Friday, Aug. 18, 1967

Bob Cratchit Hours

On Wall Street, 1967 may well be remembered as the year of the brokerage-house Bob Cratchits. Responding to brokers' cries that their clerical ranks were folding under the paperwork generated by this year's unprecedented pace of trading, governors of the New York Stock Exchange last week held an emergency Monday meeting, ordered a "temporary" shortening of daily trading sessions from the normal 51 hours to four hours. The shorter hours, which are scheduled to continue through this week, were matched by the Big Board's smaller Manhattan neighbor, the American Stock Exchange, as well as the nation's seven regional exchanges.

As the change went into effect, the Big Board's outgoing president, G. Keith Funston, warned brokers that they would have to start staying after school. "We are expecting our members," he said, "to use this period of curtailed trading hours to concentrate on clearing up the existing problem."

Traffic Jam. The problem is the result of volume that has a big plus side in rich brokerage commissions. Compared with last year's record average of 7,500,000 shares a day, trading on the Big Board has surged to a dizzying 10 million shares a day--a level that the exchange just two years ago predicted would not be reached until 1975.

The current crisis--and brokers' calls for relief--peaked two weeks ago, when the Big Board shuddered to two 13 millionplus share days in a single exhausting week (TIME, Aug. 11). As an unwanted result, said one Manhattan broker, paperwork in brokerage firms was backed up "like the Long Island Expressway in rush hour."

The traffic is piling up in the brokers' "back offices," where batteries of clerks clear transactions and update customer accounts. When the surge in trading volume turned into a tidal wave, a number of understaffed brokerages were soon trying to explain delays and trying to do something about botched paperwork.
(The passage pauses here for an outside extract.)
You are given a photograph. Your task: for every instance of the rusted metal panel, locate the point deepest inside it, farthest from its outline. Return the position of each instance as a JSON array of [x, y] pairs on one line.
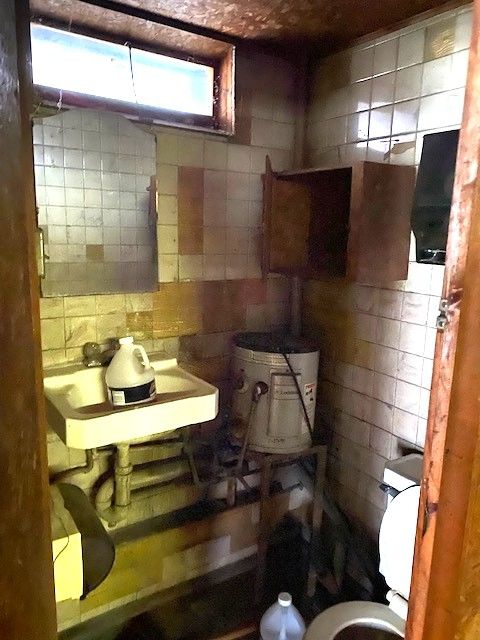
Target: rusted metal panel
[[287, 25], [445, 594], [27, 602]]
At Philadelphia's small Gerstley, Sunstein & Co., Partner Thomas McCann is finding that staffers who have been putting in 15-hour stints "can't do this day after day without a degree of fatigue and a rising incidence of errors." At Manhattan's big Bache & Co., Vice President William Carey says that a second clerical shift hired by the company last fall "has been our savior."

Nowhere has the back-office bottle neck grown more painfully acute than in the so-called "cashiers' cages," where mountainous sheaves of stock certificates are received, sorted and delivered each day. Coming in all sizes and formats, the certificates so far defy automation's demand for uniformity, and so arcane is the art of shuffling them among brokerage houses and customers that experienced clerks are prized people who can earn five-figure incomes.

Not only are cashiers in short supply; banks that act as transfer agents have sometimes run out of certificate blanks for certain actively traded companies. "It's getting to the point," says one executive at Merrill Lynch, Pierce.

Fenner & Smith, the nation's largest brokerage house, "where we just can't get our hands on the securities we buy and sell."

Sooner v. Later. Brokers expect to get some relief when a central certificate system is set up, possibly next year. That will enable transactions to be recorded at a single data-processing center and eliminate the need for physically transferring securities each day. Another possibility, though still a long way off, is a standardized stock certificate that could carry magnetized data and be read by machine the way bank checks are.

In all likelihood, the market will force such changes sooner rather than later. Although trading on the Big Board dipped slightly to 8,970,000 shares during the first of the short sessions, it was right back up to 10.1 million shares the next day.